I started using a blade which had seen better days. Although reasonably sharp in places, jagged rents in the blade recorded its encounters with recalcitrant birch saplings and stones on the Lynchmere commons whilst scything bracken.
Here Roy demonstrates how the edge of the scythe blade is peened, or cold hammered, to create a wafer thin, razor sharp edge. The Austrian blades we are using are forged from a single piece of Sheffield steel. Unlike the traditional English blades, which are generally high carbon steel blades riveted on to a much thicker mild steel backing, the Austrian blades are much thinner. This gives two huge advantages, they are much lighter (and easier to use all day) and much thinner, so they can be sharpened to a razor edge more easily. But they are susceptible to damage, hence the emphasis on sharpening and repair.
Those who remember scything as very hard work are probably right. It seems to me that English scythes are heavy, ungainly and harder to use and sharpen by comparison. It may be that this is one place where the Industrial Revolution did us no favours as I suspect that the design of the old English Scythe is more concerned with ease of manufacture than ease of use.
After some remedial help from one of the tutors my blade was on its way back to life. As the repair, peening and sharpening of the blades was a key reason for attending the day I spent a lot of time working out the rents on it. The remedial work went very well, but unfortunately I over peened the blade pushing out too much metal to the edge leaving it slightly less than razor sharp, but still a massive improvement.
The good weather on Sunday brought out the visitors and soon the field was crowded with stalls, displays. demonstratoins, curious visitors and a strange assortment of scythers.
Amongst the greenwood activities was Steve Tomlin, bowl turner, spoon carver and greenwood worker extraordinaire from Devon. Here Steve is helping Kristiana our Austrian Scything tutor (from the Austrian ‘Sensenverein‘ scything organisation) to make a spatula.
In the morning Kristiana taught us the ‘tai chi’ movement in scything, apparently a part of ‘the cloud’. Although George didn’t take to it to say the least, I have found it quite useful and it’s now a part of my Zen and the art of scythe maintenance repetoir.
Amongst the competitions on the day was the strimmer versus scythe race.
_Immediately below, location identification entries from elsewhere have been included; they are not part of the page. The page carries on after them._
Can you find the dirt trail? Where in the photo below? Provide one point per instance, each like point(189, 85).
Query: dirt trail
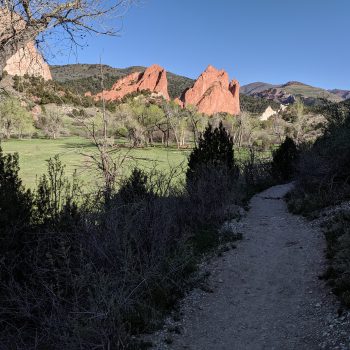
point(267, 294)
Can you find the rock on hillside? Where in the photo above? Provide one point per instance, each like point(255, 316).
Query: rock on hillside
point(86, 77)
point(212, 93)
point(27, 60)
point(153, 79)
point(287, 93)
point(257, 87)
point(344, 94)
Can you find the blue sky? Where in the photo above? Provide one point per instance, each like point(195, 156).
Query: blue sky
point(254, 40)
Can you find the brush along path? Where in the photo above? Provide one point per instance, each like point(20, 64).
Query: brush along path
point(266, 294)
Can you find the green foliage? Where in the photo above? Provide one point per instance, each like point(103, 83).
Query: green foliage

One would probably be correct to deduce the one in the evil black outfit with the mask would be the loser, whilst the scyther is Simon Damant, English champion, from Wimpole in Cambridgeshire.
Soon it was onnto the finals. Under the blazing sun, 24 5x5m squares awaited the lucky finalists in the women’s, bus-pass and men’s finals. Here Mike Abbott wields one of his hay-rakes to clear the plots after mowing so the quality can be judged.
To my amazement I found myself in the finals. Knowing that George would be putting in a very close shave I decided to go for speed and use my normal bracken cutting rhythm, even though the effect upon the quality of the mowing would be dubious to say the least. In the event George excelled himself, moving from ‘don’t know’ to second overall, although his blade took some damage in the course of it. Well done George!
Apparently I managed to create a new class, the ‘extremely fast but crap finish’ style of mowing. as I managed a time of 2 minutes 20 seconds. Plenty of room for improvement next year. I plan yet another class, the ‘amazingly fast but not so crap finish’ by then. And of course, I won a medal. What can I say, except a big thank you to Simon Fairlie (the organiser and proprietor of the scythe shop), Simon Damant (for the last minute coaching), all of the tutors for their help, George, Sean and the rest for all the encouragement.
One thing I don’t like about many shows is the indecent speed with which the exhibitors start tearing down the stands and fleeing the field, often whilst visitors are still there. It always leaves me with a feeling of anticlimax. But by Sunday evening the festival was still going strong as visitors, competitors and exhibitors danced to the music of local bands. Come the thunderstorms of Monday there seemed to be no great hurry and instead the show faded gracefully from the field.